PCA transformed Gaussian:  0.686224489796
PCA transformed SVM:  0.938775510204


PCA transformed SVM worked as intended: The accuracy for SVM has dramatically increased to about 90%. This is pretty good.

Surprisingly, using Gaussian Naive Bayes after PCA transformation made the results worse. It might be because PCA transforms the data in such a way that it isn't a bag of words anymore.

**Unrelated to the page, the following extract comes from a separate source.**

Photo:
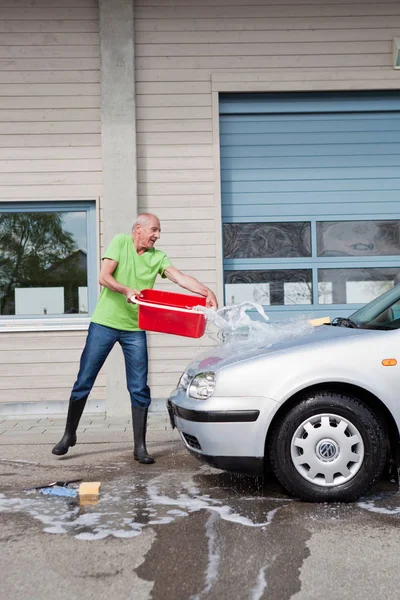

## Using Multinomial Naive Bayes
I feel that using Multinomial Naive Bayes will provide the best accuracy out there because according to sklearn documentation (http://scikit-learn.org/stable/modules/naive_bayes.html), it says that this algorithm is widely used for Text Classification.

In [17]:
# Multinomial Naive Bayes
mnb = MultinomialNB()
mnb.fit(train_word_columns,train_target)
preds = mnb.predict(test_word_columns)
print("Gaussian: ", accuracy_score(preds,test_target))

Gaussian:  0.905612244898


It certainly did better than the original Gaussian Naive Bayes and SVM, but it is also not far behind from PCA transformed SVM.

## Conclusion
1. Gaussian Naive Bayes provides higher accuracy than Support Vector Machine.
2. However, PCA greatly increases Support Vector's Machine. 
3. PCA does not work well with Naive Bayes.
4. Multinomial Naive Bayes is the best algorithm for text classification.